Padre Pio era con gli “arditi neri” al massacro di San Giovanni». Con questo titolo il quotidiano socialista Avanti! del 2 aprile 1961 ricostruiva l’eccidio di San Giovanni Rotondo del 14 ottobre 1920.

L’articolo a firma di Giancarlo Smidile veniva scritto nel pieno della “seconda persecuzione” contro Padre Pio, allora accusato di immoralità, affarismo e superstizione, posizione sostenuta da alcune autorità religiose e da una parte dell’opinione pubblica.

In risposta alle accuse dell’Avanti! era intervenuto, 27 anni dopo, lo storico don Giosuè Fini con la pubblicazione “Precisazioni sull’eccidio di San Giovanni Rotondo del 14 ottobre 1920”. La ricerca di Fini partiva dalla necessità di chiarire una volta per tutte l’estraneità di Padre Pio in quella tristissima vicenda.

Rispetto ai fatti del 1920, toccò a Giosuè Fini stabilire la verità storica contro le presunte calunnie dei socialisti, che vedevano in Padre Pio l’ispiratore di un gruppo politico denominato gli ‘Arditi di Cristo”, allora accusati in parlamento dal deputato Michele Maitilasso di aver provocato i manifestanti costringendo così le forze dell’ordine a sparare contro la folla inerte.

In realtà, gli Arditi di Cristo contraddistinti da un “gagliardetto nero con lo stemma pontificio” non sono mai esistiti. A quel tempo, spiegherà lo storico Raffaele Ma-scolo, vi erano i cosiddetti Arditi d’Italia, un gruppo nato in seno alla sezione Mutilati e Combattenti che portavano un gagliardetto nero. Dunque, nessun partito di Padre Pio, né tanto meno la sua presenza o partecipazione alla manifestazione di piazza del 14 ottobre.

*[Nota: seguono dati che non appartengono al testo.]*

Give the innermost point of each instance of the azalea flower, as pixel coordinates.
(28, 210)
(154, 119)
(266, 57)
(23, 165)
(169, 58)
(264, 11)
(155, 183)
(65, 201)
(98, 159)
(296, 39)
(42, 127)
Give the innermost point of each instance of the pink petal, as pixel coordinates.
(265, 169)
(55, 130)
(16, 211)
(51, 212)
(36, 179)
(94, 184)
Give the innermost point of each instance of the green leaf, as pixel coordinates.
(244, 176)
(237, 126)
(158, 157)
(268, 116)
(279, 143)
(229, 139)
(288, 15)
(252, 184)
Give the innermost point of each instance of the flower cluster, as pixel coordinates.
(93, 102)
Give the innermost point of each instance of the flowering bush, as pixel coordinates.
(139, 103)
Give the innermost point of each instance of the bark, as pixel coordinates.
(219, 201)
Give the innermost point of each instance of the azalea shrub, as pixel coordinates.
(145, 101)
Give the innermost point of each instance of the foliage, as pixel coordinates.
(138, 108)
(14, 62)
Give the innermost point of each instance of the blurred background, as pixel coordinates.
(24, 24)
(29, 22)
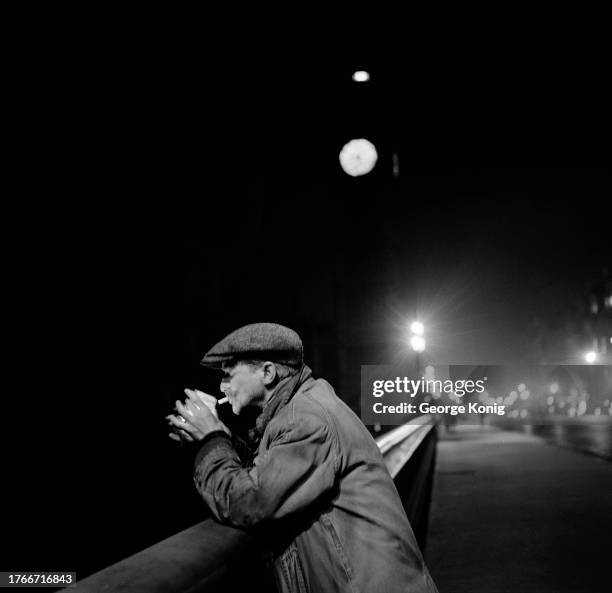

«Ero uno studente del seminario serafico del convento di San Giovanni Rotondo, allora diretto da Padre Pio», raccontava al cronista il compianto Matteo Mangia-cotti (è morto nel febbraio del 1999), console emerito a New York e direttore generale del Ministro degli Esteri. Aveva incontrato Padre Pio nel 1918, pochi mesi prima della sua stimmatizzazione, ed era rimasto allora sorpreso nel vedere quel giovane soldato appena congedato dall’ospedale di Napoli vestire l’abito cappuccino.

«La mattina dell’eccidio ero anch’io in piazza Municipio per quella che sembrava una giornata di festa con la banda musicale venuta dalla vicina San Marco in Lamis», è il racconto del console Mangiacotti. E continua: «Quando all’improvviso ho sentito colpi di arma da fuoco e visto gente che scappava terrorizzata, istintivamente mi sono diretto verso il convento correndo come un forsennato. Padre Pio era vicino l’olmo del piazzale e pregava intensamente. Piangendo mi sono rifugiato nel suo abbraccio cercando di raccontargli quanto stava accadendo m paese. Lui stringendomi forte: “Preghiamo, perché non sanno il male che stanno facendo”, mi diceva mentre si udivano ancora in lontananza gli spari sordi dei fucili».

All’epoca dei fatti, Padre Pio era già al centro di un’intensa devozione popolare ed era conosciuto per la sua fama di santità più che per le stimmate, comparse solo tre settimane prima alle mani, ai piedi e al costato. Tra i devoti vi erano i reduci di guerra, che già nell’estate di quello stesso anno erano stati in prima linea quando si è trattato di sventare un primo tentativo di allontanare il frate da San Giovanni Rotondo.

Un legame speciale che si spiegava con la miracolosa guarigione della moglie del presidente della Sezione Mutilati, Michele Mondelli, ma più di ogni altra considerazione con l’amore disinteressato dei sangiovannesi per il monaco santo Padre Pio, che aveva chiesto ai superiori di poter restare a San Giovanni Rotondo, perché lì doveva realizzarsi un disegno che la Provvidenza aveva scritto per lui.